To be effective, a contact-center specific BI solution must:

  • Connect to and “understand” the native data schemas of key contact center operational systems
  • Extract, transform and optimize those systems’ data for analysis, and resolve apple-and-orange data variations found in complex, mixed-vendor environments
  • Manage a unified data store (the data warehouse/mart) containing all the information needed for reporting and analysis of KPIs
  • Allow metrics and KPIs to be calculated specifically for a given contact’s center’s unique formulae
  • Be capable of storing months or even years of data for long-term trend analysis
  • Provide tools to manage data access security, report scheduling, and distribution
  • Allow managers to create their own ad hoc reports and “drill” into the data to discover why KPIs are not being met.

Conclusion: Go Forth and KPI 

While we have been examining some challenges and pitfalls in defining and choosing key performance indicators, there is really no more valuable an exercise in contact center performance management. 

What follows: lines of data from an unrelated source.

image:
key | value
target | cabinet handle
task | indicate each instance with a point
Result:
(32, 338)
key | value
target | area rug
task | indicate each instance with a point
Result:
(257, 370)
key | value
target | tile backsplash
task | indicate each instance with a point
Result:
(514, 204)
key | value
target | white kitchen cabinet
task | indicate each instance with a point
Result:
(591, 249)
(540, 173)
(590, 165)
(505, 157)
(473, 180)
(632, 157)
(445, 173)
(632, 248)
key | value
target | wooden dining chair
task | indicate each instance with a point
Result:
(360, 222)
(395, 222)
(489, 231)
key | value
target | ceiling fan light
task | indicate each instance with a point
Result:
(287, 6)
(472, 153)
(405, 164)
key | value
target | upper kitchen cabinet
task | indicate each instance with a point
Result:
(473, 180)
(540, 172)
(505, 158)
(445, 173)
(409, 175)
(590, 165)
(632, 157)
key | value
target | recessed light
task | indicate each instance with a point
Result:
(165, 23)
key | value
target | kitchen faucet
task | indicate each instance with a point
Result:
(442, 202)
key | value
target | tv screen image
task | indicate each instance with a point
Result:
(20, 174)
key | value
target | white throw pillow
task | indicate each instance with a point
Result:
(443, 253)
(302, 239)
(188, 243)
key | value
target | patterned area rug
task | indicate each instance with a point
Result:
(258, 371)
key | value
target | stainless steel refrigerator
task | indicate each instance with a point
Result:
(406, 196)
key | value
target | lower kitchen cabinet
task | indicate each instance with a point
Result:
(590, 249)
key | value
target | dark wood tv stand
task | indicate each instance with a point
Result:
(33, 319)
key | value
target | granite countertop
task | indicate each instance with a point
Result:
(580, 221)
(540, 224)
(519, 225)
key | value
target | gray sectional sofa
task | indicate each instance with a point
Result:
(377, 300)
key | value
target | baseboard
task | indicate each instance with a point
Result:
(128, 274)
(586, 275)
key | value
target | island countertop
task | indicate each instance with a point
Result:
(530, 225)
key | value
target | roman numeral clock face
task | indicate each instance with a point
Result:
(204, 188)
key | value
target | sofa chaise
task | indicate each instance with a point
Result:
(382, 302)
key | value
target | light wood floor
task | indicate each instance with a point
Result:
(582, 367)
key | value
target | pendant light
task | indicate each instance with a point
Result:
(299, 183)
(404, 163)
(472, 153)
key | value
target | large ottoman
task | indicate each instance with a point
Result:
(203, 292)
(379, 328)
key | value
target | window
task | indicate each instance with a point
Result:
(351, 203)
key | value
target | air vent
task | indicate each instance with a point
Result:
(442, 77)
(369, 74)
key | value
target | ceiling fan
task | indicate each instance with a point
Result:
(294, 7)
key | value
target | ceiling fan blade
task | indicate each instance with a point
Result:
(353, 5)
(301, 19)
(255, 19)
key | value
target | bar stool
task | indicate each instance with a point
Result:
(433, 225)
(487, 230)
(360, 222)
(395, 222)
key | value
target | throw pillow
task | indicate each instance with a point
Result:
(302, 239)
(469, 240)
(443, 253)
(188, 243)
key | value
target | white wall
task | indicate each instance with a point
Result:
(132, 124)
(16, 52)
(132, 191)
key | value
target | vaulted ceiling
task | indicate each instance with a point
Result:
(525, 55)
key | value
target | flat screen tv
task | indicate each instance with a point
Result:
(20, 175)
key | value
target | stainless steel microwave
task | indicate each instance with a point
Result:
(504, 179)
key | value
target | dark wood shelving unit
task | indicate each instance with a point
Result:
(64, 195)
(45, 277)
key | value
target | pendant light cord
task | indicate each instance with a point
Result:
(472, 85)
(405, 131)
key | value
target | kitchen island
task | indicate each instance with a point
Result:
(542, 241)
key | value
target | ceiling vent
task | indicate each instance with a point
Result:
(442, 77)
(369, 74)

Good KPIs help senior executives understand the value of the contact center, and help managers make decisions about hiring, training, scheduling, and compensation that are ultimately rooted in the organization’s business goals. Agent and team reports, dashboards and scorecards are no longer based on off-the-rack, one-size-fits-all metrics; instead, the contact center’s own unique needs are reflected in the measurements everyone is working to meet and improve. Data is not only accurate and relevant, but also seen by all to be accurate and relevant. Confusion over conflicting targets is eliminated. Most importantly, the customer is ultimately better served — and no one has to get migraines staring at the Metrix.

Endnotes

1 Seven Tips for Building a Business Case for Better Contact Center Reporting & Analysis. InAAU Insider, Volume Fifteen, Issue Two (2010)

2 First Call Resolution (FCR) — The Metric that Matters Most. Service Quality Measurement Group.

3 Strategies for Managing Spreadmarts: Migrating to a Managed BI Environment. The Data Warehousing Institute Best Practices Report, First Quarter 2008.